Le PDK, par le Président de la RAK Nechirvan Barzani, a répliqué à cela que les accusations du PKK étaient sans fondement et qu’il devait chercher une résolution pacifique coûte-que-coûte avec la Turquie, sans quoi le GRK ne serait « pas en mesure de les protéger ». Le PDK s’est en revanche gardé de critiquer la présence de l’UPK qui, elle, affirme que le secteur de Zini Warte lui appartient et que les Peshmergas du PDK ont pris position dans la région pour lui soustraire ce territoire. Une montée des tensions incontrôlée entre partis kurdes irakiens pourrait en effet s’avérer lourdes de conséquences pour le Kurdistan irakien.

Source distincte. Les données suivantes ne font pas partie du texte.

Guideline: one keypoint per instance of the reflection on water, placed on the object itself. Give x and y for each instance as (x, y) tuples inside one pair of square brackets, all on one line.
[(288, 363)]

III. Un affrontement aux enjeux politiques très sensibles
Le face-à-face entre l’UPK et le PDK, avec le PKK comme belligérant complémentaire, fait craindre aux dirigeants kurdes irakiens un retour à la situation des années 1990-2000, où le Kurdistan irakien ne disposait pas d’un gouvernement uni mais de deux entités politiques bien distinctes incarnées par le PDK à Erbil et Dohuk, et l’UPK à Souleimaniyeh. Cette situation a notamment résulté de la guerre civile ayant opposé les deux partis kurdes dans les années 1990 et au cours de laquelle près de 5 000 Kurdes sont morts. Le Président Nechirvan Barzani a averti qu’en cas de nouveau divorce politique, « il n’y aurait pas deux administrations, mais zéro administration », signifiant par-là la vacuité politique que représenterait une telle cohabitation.

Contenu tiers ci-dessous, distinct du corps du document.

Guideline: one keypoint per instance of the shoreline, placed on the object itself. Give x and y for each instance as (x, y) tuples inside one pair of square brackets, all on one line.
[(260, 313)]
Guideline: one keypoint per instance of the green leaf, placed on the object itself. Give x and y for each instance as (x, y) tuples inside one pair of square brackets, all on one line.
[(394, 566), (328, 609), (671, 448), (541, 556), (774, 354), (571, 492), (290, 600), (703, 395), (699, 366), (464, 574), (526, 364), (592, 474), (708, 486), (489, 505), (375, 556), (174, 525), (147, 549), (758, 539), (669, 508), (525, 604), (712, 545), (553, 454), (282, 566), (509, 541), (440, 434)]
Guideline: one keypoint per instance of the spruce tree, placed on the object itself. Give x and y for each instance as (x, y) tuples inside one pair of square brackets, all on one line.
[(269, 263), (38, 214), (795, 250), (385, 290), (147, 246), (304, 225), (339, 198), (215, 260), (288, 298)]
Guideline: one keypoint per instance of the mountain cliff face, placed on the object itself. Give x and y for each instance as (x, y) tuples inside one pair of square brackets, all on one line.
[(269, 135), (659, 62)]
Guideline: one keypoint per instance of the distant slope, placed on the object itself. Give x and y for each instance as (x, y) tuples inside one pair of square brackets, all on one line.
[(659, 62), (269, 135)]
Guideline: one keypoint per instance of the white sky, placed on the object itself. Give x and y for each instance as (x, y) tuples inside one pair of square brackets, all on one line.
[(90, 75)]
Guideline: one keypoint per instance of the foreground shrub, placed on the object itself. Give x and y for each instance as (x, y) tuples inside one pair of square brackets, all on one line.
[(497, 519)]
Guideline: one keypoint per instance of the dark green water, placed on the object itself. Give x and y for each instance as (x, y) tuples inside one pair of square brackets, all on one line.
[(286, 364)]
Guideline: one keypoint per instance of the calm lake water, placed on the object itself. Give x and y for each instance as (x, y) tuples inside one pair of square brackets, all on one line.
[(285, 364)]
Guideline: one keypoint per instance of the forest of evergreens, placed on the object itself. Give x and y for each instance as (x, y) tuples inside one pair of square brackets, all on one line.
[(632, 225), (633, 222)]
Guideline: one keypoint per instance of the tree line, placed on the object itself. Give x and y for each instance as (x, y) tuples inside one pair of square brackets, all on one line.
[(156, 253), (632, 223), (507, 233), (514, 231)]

Les populations locales se montrent également inquiètes : plusieurs manifestations se sont tenues à Zini Warte au cours des mois de mars et d’avril, demandant aux forces des deux partis de quitter les lieux. Un édile local, Mohammed Haji, a ainsi déclaré au commandant des Peshmegras du PDK que « Nous, les habitants de la région, venons vous demander de quitter les lieux -PDK comme UPK. […] Un grand nombre des nôtres sont déjà morts à cause de guerres civiles ».
Le fondateur et leader spirituel du PKK, Abdullah Öcalan, a également appelé les Kurdes « à s’unir et non à se nuire » lors d’un entretien téléphonique avec son frère Mehmet Öcalan le 28 avril. « Les Kurdes n’ont pas besoin de guerre, ils ont besoin d’unité », aurait-il déclaré.
Cet affrontement témoigne par ailleurs du rôle majeur de la Turquie dans la cristallisation des tensions entre mouvements kurdes en Irak aujourd’hui : le PDK est, historiquement, plus proche de la Turquie que l’UPK, davantage proche de l’Iran. La lutte de la Turquie contre le PKK a ainsi accru ce clivage, contraignant certains Kurdes à accepter des compromis – l’installation de bases turques sur leur territoire, par exemple, s’attirant les condamnations d’autres de leurs congénères.
L’issue de ce face-à-face à Zini Warte va s’avérer crucial pour le futur des Kurdes en Irak. Si l’UPK et le PDK parviennent à surmonter leurs différends, ils pourront maintenir le gouvernement régional qui, bon an mal an, parvient à donner aux Kurdes un cadre politique uni et coordonné. Si les tensions continuent de s’accroître, les divisions politiques le feront aussi mécaniquement, entraînant avec elles le risque d’une scission politique entre mouvements kurdes irakiens et une nouvelle fragmentation politique d’un peuple kurde qui se caractérise, déjà, par une scène politique pour le moins plurielle.